Den „armen Nachbarn (und) gott“, halbnackt aufgelesen, in den Anzug gesteckt und zum Fest geladen, dann beschmutzt und wieder entkleidet, spielt Bernhard Hurm vielleicht etwas zurückgenommener, vielleicht auch nicht mehr ganz so stotzend expressiv wie vor zwei Jahren. Man versteht ihn oft auch weniger gut als auf Hohenmelchingen. Der Soundtrack von den DJ’s Julia Koch und Samuel Kübler mit ihrem durchgängigen Herzschlag-Beat ist auch etwas reduziert worden, nur einmal zur Party schwingt er sich zu ganzem Techno auf. Sehr agil hingegen das Trio von coolen Börsen-Brokern, servilen Bediensteten und „teuflisch guter Gesellschaft“ aus Rino Hosennen, Hannah im Hof und Luca Zahn.

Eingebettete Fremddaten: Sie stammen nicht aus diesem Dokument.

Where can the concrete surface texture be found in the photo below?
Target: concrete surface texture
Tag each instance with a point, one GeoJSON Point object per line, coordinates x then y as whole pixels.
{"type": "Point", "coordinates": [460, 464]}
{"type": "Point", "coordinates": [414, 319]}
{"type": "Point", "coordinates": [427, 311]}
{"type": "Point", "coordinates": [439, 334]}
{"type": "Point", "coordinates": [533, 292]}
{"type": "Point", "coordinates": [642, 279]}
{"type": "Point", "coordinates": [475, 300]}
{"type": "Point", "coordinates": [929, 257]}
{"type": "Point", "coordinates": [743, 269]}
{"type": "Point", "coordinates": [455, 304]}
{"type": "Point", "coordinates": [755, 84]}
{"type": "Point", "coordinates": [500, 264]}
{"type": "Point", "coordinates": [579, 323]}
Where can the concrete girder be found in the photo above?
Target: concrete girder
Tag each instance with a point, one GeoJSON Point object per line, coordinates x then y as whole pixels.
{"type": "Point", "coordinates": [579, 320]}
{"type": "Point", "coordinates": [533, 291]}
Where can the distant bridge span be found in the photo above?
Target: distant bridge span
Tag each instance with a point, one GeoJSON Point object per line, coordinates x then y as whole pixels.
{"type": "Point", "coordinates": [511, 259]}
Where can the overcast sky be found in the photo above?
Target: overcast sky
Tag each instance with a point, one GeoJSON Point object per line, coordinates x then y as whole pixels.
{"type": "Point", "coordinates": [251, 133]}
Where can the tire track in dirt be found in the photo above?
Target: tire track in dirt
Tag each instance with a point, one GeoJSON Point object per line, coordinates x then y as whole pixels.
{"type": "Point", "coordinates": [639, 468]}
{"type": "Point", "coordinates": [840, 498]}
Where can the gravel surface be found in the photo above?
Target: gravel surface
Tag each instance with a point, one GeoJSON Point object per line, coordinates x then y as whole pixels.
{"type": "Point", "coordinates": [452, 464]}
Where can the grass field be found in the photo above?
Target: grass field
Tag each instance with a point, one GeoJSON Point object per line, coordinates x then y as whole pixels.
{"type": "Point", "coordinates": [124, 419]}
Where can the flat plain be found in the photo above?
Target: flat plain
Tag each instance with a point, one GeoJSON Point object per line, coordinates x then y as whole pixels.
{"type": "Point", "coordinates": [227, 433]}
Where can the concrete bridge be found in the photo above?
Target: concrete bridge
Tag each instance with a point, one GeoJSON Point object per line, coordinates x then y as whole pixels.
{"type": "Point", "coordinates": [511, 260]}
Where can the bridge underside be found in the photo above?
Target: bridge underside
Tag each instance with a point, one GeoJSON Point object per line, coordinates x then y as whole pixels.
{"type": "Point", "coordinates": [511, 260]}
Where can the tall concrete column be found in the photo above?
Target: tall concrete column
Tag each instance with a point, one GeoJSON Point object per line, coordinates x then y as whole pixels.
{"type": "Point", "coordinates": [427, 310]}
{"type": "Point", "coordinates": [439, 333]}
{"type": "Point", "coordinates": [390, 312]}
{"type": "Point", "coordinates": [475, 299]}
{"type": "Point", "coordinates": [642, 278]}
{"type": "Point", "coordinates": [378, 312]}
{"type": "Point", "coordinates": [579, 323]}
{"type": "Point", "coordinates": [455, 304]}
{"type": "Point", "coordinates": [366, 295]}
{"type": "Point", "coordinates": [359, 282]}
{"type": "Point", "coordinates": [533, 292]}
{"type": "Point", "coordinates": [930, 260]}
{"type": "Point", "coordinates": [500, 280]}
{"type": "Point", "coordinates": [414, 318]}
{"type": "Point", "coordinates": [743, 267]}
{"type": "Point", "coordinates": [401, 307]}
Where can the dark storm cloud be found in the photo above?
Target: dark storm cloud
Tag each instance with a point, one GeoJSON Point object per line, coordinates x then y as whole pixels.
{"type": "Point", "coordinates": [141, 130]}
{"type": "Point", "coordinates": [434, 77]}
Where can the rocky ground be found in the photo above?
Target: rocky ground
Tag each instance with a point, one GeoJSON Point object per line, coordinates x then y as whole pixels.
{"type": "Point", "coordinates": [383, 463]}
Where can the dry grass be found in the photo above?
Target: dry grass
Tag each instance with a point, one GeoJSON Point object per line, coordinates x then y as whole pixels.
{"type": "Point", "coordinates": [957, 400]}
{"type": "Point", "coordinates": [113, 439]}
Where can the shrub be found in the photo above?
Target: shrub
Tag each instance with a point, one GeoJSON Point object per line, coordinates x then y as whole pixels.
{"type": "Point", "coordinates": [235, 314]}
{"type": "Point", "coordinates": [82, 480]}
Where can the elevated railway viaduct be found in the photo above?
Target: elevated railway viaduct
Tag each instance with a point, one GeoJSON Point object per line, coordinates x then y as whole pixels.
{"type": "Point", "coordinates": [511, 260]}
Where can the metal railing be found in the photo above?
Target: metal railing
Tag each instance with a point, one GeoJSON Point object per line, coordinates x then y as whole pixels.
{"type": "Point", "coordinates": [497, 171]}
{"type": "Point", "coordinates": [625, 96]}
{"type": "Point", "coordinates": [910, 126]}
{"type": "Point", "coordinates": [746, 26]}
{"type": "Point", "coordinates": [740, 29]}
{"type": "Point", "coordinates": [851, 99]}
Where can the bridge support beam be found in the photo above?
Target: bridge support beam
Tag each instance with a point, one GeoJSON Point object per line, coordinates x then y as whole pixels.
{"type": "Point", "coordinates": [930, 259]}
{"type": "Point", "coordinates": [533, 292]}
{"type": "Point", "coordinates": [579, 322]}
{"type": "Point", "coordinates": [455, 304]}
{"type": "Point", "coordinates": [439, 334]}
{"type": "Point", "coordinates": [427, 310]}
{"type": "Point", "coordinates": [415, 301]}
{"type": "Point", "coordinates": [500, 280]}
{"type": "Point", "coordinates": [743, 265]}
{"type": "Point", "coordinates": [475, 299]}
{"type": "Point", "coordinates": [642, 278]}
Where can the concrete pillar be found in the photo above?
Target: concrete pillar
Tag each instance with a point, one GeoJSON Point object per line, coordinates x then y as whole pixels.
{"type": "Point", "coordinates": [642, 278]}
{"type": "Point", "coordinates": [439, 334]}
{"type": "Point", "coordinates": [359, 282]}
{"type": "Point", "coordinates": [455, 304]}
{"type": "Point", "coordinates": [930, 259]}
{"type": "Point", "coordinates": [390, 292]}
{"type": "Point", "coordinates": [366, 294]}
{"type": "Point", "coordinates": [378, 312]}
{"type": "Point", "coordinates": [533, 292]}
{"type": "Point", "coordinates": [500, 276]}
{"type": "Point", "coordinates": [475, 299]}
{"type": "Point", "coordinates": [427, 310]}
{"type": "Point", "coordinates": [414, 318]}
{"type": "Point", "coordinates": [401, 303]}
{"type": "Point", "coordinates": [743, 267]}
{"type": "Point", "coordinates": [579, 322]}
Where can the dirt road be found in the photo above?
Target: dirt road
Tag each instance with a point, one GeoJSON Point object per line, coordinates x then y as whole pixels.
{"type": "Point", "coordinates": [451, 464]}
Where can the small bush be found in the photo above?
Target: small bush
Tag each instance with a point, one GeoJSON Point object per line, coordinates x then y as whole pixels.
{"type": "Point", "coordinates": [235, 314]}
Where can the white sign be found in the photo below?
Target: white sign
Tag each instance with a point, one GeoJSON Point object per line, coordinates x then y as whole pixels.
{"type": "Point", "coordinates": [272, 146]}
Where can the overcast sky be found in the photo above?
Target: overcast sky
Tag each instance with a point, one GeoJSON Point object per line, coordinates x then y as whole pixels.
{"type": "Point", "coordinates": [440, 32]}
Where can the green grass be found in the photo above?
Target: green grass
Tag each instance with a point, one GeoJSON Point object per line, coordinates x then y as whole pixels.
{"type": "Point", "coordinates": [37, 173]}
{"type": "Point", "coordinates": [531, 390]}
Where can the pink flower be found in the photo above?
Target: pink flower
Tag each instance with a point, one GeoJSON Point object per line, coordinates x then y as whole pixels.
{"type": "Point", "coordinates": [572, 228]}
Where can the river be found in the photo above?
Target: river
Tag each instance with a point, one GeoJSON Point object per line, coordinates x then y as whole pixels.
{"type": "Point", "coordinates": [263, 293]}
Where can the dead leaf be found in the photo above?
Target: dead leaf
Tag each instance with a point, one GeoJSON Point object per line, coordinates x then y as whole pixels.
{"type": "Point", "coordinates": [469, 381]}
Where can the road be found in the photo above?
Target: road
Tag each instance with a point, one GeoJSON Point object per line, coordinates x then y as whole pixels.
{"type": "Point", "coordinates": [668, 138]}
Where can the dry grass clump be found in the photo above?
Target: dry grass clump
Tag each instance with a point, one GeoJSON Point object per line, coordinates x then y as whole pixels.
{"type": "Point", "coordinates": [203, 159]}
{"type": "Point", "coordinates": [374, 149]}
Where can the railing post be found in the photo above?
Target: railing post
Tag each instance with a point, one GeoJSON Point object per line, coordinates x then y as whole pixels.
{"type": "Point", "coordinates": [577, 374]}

Ein „allerletztes Fest, ein Totentanz“ lauten die letzten Worte bei „jedermann (stirbt)“; nichts Gravitätisches wie bei Hofmannsthal. Die Frage bleibt, ob ein Tübinger Publikum, dem wahrscheinlich weder der „Jedermann“ noch gar seine kapitalismuskritische Auffrischung so geläufig sind wie den österreichischen Nachbarn, wirklich etwas anfangen konnte mit diesem steilen Stoff voll Mythos, Moral und mittelalterlicher Mysterien-Moritat. Der freundliche und einhellige Beifall der Premierenbesucher – nachdem die Akteure so verschwunden waren, wie sie aus dem roten Vorhand heraus zu Beginn ihren Auftritt hatten – wirkte doch etwas verhalten, vielleicht ein wenig ratlos und war nicht von überlanger Dauer.
Weitere Termine: Das Sommertheater des Melchinger Lindenhofs mit „jedermann (stirbt“) von Ferdinand Schmalz nach Hugo von Hofmannsthal wird ab dem 17. Juli bis zum 3. August von Mi bis So auf der Tübinger Neckarinsel gespielt. Beginn jeweils 20.30 Uhr.